Dirty secret of cocaine
He said the drug is the restaurant industry's "dirty little secret", and that he was once asked by customers to dust cocaine on top of souffles like icing sugar.
The chef tested bathrooms in some of his own 31 restaurants for the documentary to see if cocaine was snorted in them.
"I swabbed them and they came up positive, not just the customer toilets but the staff ones too."
He said use of the drug is "out of control" and it "bugs the hell out of me" that there is sometimes almost a light-hearted attitude to it in Britain.
"I don't want any more casualties (among his staff) and I don't want to throw them under the bus. I am there to help," he told delegates.

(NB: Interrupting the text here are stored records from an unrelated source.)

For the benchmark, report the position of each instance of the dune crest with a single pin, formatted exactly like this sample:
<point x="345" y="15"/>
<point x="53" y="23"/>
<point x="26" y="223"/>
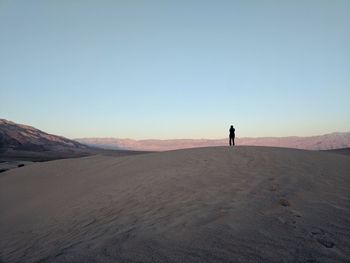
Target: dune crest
<point x="219" y="204"/>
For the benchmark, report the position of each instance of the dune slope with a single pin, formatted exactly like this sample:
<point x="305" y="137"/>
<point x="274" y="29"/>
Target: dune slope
<point x="220" y="204"/>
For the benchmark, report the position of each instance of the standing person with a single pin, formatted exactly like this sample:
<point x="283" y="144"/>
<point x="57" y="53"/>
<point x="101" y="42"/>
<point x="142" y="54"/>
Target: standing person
<point x="232" y="135"/>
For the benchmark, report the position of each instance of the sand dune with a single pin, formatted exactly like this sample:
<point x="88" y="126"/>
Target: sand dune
<point x="220" y="204"/>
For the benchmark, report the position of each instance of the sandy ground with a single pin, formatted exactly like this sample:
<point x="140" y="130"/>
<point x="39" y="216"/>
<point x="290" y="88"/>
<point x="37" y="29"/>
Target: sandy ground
<point x="220" y="204"/>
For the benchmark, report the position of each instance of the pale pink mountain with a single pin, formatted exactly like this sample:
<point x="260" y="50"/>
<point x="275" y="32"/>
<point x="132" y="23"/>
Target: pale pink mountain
<point x="322" y="142"/>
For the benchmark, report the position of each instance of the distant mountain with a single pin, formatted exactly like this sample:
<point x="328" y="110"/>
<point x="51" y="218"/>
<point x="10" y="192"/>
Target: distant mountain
<point x="321" y="142"/>
<point x="18" y="141"/>
<point x="15" y="136"/>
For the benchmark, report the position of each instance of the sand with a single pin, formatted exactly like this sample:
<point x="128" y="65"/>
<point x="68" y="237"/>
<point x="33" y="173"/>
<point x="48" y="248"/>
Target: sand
<point x="219" y="204"/>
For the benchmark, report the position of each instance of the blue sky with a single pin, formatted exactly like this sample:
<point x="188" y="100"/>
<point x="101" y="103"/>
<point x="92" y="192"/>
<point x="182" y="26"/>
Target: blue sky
<point x="176" y="69"/>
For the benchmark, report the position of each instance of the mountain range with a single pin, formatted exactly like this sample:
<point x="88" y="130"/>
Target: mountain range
<point x="322" y="142"/>
<point x="18" y="138"/>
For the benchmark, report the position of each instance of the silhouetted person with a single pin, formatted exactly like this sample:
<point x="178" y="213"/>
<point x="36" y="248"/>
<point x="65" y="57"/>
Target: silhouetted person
<point x="232" y="135"/>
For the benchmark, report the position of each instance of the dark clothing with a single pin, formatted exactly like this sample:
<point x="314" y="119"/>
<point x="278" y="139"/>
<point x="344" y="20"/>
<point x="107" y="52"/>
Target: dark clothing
<point x="232" y="136"/>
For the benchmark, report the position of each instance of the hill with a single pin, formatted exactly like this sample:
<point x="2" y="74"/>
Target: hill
<point x="219" y="204"/>
<point x="21" y="143"/>
<point x="322" y="142"/>
<point x="19" y="139"/>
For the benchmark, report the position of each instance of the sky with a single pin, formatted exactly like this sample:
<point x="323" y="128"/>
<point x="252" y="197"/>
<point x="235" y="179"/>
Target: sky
<point x="176" y="69"/>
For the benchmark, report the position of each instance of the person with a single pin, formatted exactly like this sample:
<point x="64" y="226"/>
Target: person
<point x="232" y="135"/>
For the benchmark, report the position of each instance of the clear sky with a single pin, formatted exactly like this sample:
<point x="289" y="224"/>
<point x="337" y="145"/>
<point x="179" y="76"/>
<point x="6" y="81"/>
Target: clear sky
<point x="176" y="69"/>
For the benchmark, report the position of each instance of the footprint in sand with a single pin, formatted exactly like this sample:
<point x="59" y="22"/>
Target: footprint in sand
<point x="322" y="238"/>
<point x="284" y="202"/>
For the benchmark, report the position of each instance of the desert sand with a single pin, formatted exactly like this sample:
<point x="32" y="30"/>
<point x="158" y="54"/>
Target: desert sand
<point x="218" y="204"/>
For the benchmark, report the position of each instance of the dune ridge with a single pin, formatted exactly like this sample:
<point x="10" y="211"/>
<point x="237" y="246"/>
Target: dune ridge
<point x="218" y="204"/>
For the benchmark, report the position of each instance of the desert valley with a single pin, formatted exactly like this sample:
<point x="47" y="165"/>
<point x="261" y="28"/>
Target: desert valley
<point x="208" y="204"/>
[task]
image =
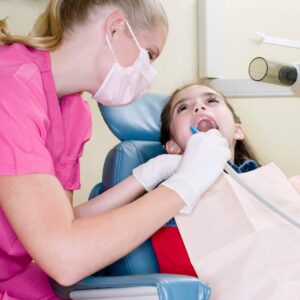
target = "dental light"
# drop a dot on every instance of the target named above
(261, 69)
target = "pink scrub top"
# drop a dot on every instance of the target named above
(38, 134)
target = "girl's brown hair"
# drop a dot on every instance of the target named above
(61, 16)
(242, 149)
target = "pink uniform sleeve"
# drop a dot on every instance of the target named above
(23, 126)
(77, 125)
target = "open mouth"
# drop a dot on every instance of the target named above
(206, 123)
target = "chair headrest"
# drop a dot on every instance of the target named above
(139, 120)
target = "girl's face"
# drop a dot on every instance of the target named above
(204, 108)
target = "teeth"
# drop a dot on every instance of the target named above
(205, 125)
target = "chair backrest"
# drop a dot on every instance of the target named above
(138, 128)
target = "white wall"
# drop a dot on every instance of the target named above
(178, 65)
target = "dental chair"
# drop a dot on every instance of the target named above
(136, 276)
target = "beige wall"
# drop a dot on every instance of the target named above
(271, 124)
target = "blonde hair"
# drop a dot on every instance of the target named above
(61, 15)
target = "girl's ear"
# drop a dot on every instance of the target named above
(114, 22)
(172, 148)
(239, 132)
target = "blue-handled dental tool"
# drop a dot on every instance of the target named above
(194, 129)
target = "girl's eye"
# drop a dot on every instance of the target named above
(181, 108)
(213, 100)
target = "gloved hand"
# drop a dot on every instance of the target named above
(202, 163)
(157, 169)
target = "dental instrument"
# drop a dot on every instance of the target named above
(262, 69)
(270, 204)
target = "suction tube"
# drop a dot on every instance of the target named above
(261, 69)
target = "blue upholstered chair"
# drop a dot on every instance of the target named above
(135, 276)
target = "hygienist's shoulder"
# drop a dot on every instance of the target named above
(20, 76)
(19, 61)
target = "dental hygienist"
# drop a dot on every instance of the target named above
(104, 48)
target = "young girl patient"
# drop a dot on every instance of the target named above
(201, 107)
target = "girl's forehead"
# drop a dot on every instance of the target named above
(192, 91)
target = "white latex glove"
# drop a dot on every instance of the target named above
(157, 169)
(202, 163)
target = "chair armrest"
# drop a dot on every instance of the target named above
(169, 286)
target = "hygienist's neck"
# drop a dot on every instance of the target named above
(65, 73)
(71, 69)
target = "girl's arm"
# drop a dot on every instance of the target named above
(122, 193)
(69, 249)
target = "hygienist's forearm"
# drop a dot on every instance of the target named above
(117, 232)
(125, 192)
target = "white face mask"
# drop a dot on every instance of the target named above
(123, 85)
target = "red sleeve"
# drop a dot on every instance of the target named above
(170, 251)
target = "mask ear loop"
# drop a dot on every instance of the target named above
(110, 47)
(133, 35)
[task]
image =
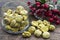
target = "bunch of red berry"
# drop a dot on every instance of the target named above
(43, 10)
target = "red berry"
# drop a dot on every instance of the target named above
(28, 3)
(51, 19)
(58, 22)
(38, 3)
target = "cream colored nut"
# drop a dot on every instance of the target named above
(7, 20)
(37, 33)
(46, 35)
(8, 27)
(26, 34)
(40, 21)
(44, 29)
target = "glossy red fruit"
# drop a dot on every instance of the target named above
(55, 17)
(38, 3)
(58, 22)
(51, 19)
(28, 3)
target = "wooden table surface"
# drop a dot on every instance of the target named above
(5, 36)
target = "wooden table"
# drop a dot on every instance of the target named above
(5, 36)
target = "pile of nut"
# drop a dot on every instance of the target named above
(39, 28)
(16, 20)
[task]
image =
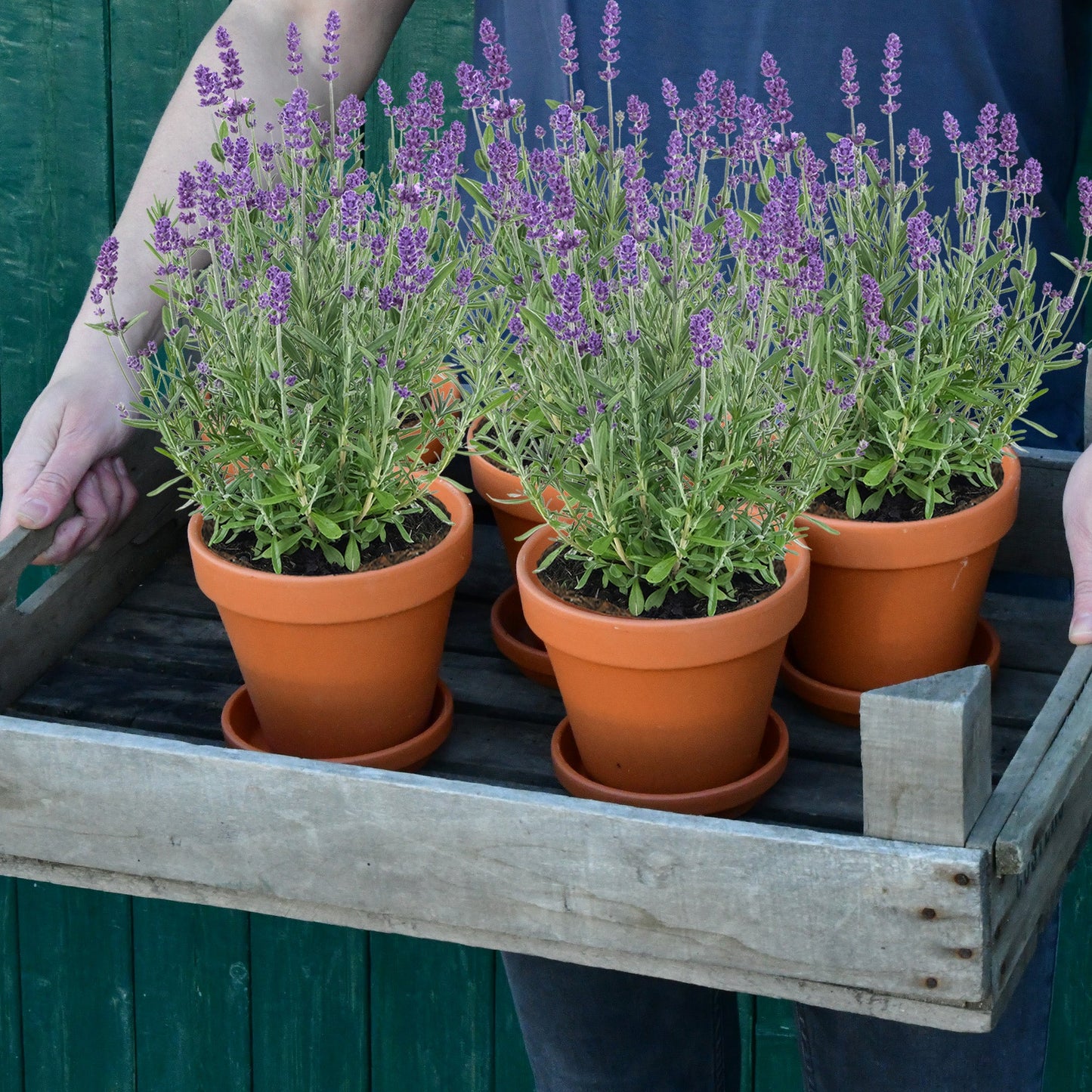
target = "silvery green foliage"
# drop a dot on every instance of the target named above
(304, 372)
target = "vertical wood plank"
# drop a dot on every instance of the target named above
(309, 1007)
(511, 1067)
(432, 1016)
(76, 977)
(925, 750)
(56, 181)
(777, 1055)
(191, 969)
(11, 1017)
(151, 44)
(1069, 1050)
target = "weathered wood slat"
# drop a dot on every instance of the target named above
(1050, 790)
(521, 868)
(41, 630)
(1037, 543)
(1037, 743)
(925, 751)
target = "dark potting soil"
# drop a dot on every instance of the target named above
(426, 530)
(902, 508)
(564, 574)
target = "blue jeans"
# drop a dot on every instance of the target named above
(590, 1030)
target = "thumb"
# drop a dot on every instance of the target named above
(54, 486)
(1077, 509)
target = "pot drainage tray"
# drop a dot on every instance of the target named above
(726, 800)
(243, 732)
(843, 707)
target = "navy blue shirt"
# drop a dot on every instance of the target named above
(1029, 57)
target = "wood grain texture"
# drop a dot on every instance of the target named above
(76, 962)
(432, 1016)
(1042, 734)
(191, 967)
(506, 868)
(309, 998)
(11, 1013)
(925, 750)
(1037, 544)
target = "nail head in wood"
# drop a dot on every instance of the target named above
(925, 757)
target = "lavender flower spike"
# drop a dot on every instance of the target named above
(567, 34)
(849, 85)
(331, 34)
(295, 53)
(889, 83)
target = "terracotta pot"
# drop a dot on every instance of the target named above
(498, 486)
(893, 602)
(664, 707)
(344, 664)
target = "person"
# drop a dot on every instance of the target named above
(589, 1029)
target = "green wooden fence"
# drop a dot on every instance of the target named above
(104, 993)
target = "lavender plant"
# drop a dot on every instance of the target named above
(659, 366)
(940, 314)
(309, 311)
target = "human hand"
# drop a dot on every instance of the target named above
(68, 448)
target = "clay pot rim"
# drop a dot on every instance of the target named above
(336, 598)
(409, 755)
(912, 544)
(532, 662)
(659, 643)
(736, 795)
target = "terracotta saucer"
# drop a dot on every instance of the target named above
(725, 800)
(243, 732)
(843, 707)
(515, 639)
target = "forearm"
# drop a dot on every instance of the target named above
(187, 131)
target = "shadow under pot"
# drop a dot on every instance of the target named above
(345, 664)
(895, 602)
(665, 707)
(515, 515)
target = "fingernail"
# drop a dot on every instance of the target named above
(1080, 630)
(33, 513)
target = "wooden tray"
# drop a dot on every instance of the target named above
(903, 871)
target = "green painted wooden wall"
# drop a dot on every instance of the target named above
(108, 994)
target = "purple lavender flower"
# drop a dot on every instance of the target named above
(330, 35)
(500, 69)
(778, 91)
(608, 44)
(107, 267)
(230, 58)
(352, 115)
(923, 247)
(1009, 141)
(210, 85)
(704, 342)
(889, 82)
(567, 33)
(951, 131)
(295, 53)
(920, 147)
(849, 85)
(277, 297)
(569, 326)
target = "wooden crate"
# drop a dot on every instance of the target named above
(903, 873)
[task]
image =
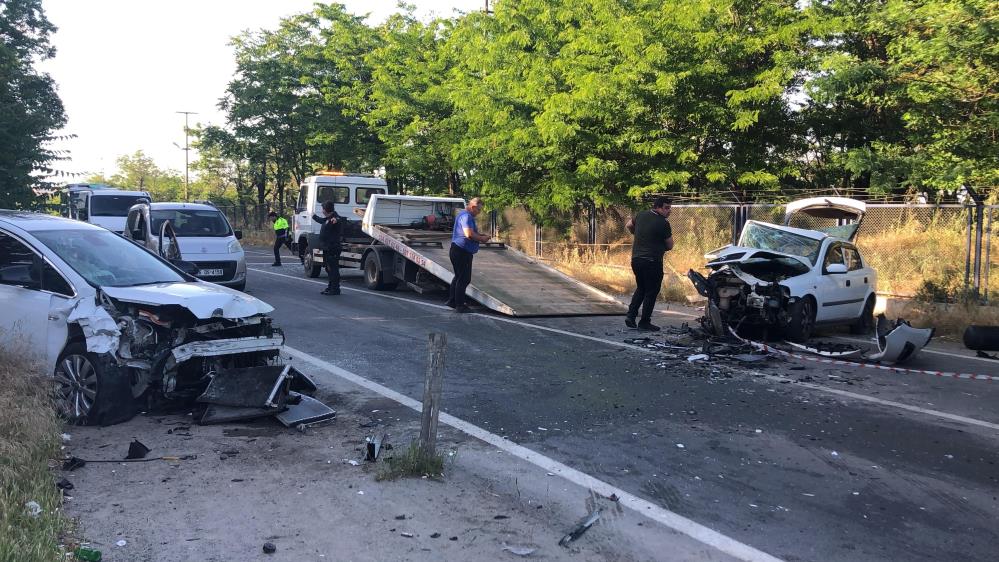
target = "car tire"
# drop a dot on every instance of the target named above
(802, 314)
(312, 269)
(92, 389)
(374, 277)
(864, 325)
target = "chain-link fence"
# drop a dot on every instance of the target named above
(928, 249)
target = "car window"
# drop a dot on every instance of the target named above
(191, 222)
(105, 259)
(853, 261)
(339, 195)
(113, 205)
(22, 267)
(363, 194)
(833, 255)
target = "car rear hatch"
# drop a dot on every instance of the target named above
(839, 217)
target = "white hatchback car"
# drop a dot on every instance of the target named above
(113, 321)
(202, 233)
(790, 278)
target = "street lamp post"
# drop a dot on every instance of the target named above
(187, 152)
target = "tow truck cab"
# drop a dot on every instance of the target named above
(347, 191)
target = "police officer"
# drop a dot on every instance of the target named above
(281, 236)
(329, 243)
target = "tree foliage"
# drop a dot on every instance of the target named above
(557, 104)
(30, 108)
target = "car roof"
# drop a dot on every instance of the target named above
(173, 206)
(31, 221)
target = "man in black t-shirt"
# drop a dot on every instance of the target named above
(653, 238)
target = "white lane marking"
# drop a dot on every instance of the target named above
(925, 350)
(654, 512)
(861, 397)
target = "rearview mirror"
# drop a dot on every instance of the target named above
(185, 266)
(836, 268)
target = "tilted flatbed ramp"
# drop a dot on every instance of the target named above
(503, 279)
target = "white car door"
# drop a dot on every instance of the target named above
(35, 300)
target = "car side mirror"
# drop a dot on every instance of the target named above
(836, 268)
(185, 266)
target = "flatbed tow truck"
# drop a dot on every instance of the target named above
(406, 240)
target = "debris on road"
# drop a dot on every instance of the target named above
(580, 528)
(136, 450)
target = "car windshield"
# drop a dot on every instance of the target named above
(764, 237)
(191, 222)
(105, 259)
(113, 205)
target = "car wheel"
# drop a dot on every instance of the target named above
(374, 278)
(312, 269)
(90, 389)
(802, 313)
(864, 325)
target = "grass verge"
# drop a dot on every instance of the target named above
(29, 442)
(412, 463)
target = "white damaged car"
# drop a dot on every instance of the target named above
(789, 279)
(114, 322)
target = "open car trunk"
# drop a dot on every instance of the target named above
(839, 217)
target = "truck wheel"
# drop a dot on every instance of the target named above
(90, 389)
(374, 278)
(312, 268)
(802, 313)
(865, 324)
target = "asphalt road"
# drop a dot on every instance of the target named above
(802, 460)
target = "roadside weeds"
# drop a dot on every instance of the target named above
(29, 441)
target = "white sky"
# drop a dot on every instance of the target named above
(124, 67)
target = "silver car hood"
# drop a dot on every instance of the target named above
(204, 300)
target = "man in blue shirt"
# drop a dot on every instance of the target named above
(465, 240)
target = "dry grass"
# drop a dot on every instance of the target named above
(29, 442)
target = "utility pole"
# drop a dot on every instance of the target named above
(187, 153)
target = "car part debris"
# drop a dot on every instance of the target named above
(304, 409)
(373, 446)
(836, 351)
(136, 450)
(580, 528)
(898, 341)
(982, 338)
(523, 551)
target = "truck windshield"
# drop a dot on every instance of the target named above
(113, 205)
(191, 222)
(105, 259)
(764, 237)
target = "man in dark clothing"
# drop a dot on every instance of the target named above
(329, 243)
(653, 238)
(282, 236)
(465, 240)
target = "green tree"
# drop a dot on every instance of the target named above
(30, 109)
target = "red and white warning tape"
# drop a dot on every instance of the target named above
(943, 374)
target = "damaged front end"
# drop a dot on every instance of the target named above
(159, 351)
(745, 290)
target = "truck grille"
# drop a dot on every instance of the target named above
(228, 270)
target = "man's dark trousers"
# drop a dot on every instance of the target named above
(649, 280)
(461, 261)
(278, 242)
(331, 261)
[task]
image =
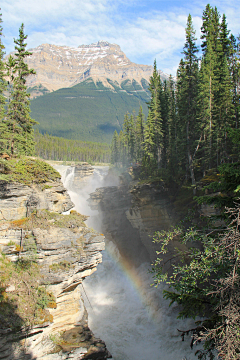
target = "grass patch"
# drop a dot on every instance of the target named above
(27, 171)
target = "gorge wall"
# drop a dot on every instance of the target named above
(67, 251)
(131, 214)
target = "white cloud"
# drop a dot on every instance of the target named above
(144, 29)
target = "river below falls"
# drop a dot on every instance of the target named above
(124, 310)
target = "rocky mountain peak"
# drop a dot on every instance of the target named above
(64, 66)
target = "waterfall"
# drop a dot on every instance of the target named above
(133, 318)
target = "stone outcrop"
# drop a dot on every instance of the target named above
(131, 214)
(62, 66)
(18, 200)
(81, 174)
(66, 255)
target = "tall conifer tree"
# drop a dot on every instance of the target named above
(19, 121)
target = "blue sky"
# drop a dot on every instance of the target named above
(145, 29)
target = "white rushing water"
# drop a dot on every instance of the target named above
(135, 322)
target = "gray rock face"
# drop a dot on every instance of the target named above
(18, 200)
(66, 255)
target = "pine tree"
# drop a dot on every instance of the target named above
(115, 148)
(18, 119)
(223, 99)
(188, 90)
(3, 126)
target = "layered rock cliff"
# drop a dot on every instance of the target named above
(66, 251)
(131, 214)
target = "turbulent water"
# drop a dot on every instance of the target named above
(132, 317)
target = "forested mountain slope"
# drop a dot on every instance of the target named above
(89, 111)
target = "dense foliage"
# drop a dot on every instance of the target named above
(193, 123)
(27, 171)
(204, 280)
(55, 148)
(191, 137)
(89, 111)
(16, 124)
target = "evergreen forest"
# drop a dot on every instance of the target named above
(192, 124)
(190, 141)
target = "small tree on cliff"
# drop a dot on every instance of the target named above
(18, 119)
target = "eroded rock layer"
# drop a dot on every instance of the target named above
(66, 254)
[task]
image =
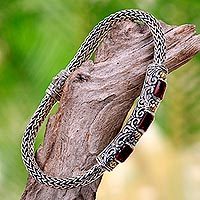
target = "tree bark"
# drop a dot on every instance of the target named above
(95, 102)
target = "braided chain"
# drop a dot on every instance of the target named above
(126, 140)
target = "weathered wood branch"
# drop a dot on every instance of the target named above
(96, 100)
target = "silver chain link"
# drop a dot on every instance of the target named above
(54, 92)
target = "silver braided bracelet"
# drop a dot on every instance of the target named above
(123, 144)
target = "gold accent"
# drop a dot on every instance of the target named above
(113, 163)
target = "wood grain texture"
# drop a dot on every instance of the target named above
(95, 102)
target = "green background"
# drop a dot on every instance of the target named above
(38, 38)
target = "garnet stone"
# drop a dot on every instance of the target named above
(123, 153)
(145, 121)
(159, 89)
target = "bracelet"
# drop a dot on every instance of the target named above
(124, 143)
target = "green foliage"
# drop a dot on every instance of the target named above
(38, 38)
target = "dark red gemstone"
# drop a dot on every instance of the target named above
(159, 89)
(145, 121)
(123, 153)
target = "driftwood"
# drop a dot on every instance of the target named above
(96, 100)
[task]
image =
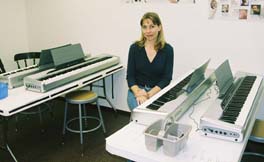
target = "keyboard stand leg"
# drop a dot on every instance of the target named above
(105, 96)
(6, 146)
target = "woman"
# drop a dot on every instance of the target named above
(150, 62)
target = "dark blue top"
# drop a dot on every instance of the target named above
(156, 73)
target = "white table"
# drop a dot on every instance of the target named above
(129, 142)
(19, 99)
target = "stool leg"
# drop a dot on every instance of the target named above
(64, 121)
(100, 115)
(85, 114)
(81, 130)
(40, 118)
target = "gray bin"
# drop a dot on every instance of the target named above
(174, 139)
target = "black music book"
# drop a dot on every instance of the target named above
(224, 78)
(197, 77)
(46, 60)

Ramsay, who once aspired to be a professional footballer, has become a global broadcasting phenomenon with his shows like "Kitchen Nightmares" and "MasterChef" hogging 2,000 hours of screen time in the US alone last year.
Ramsay said he never dreamt that he would end up on TV when he first came to Cannes 25 years ago as the cook on Australian media mogul Reg Grundy's yacht.
The man behind such shows as "Wheel of Fortune" and "Neighbours" tried to encourage the then 25-year-old "spotty and anaemic chef" to try presenting.
"But I wanted to strive for three Michelin stars. The foundations had to be set absorbing from the very best French chefs to understand that level of haute cuisine. For me the challenge has always been to bring things to their absolute best," he said.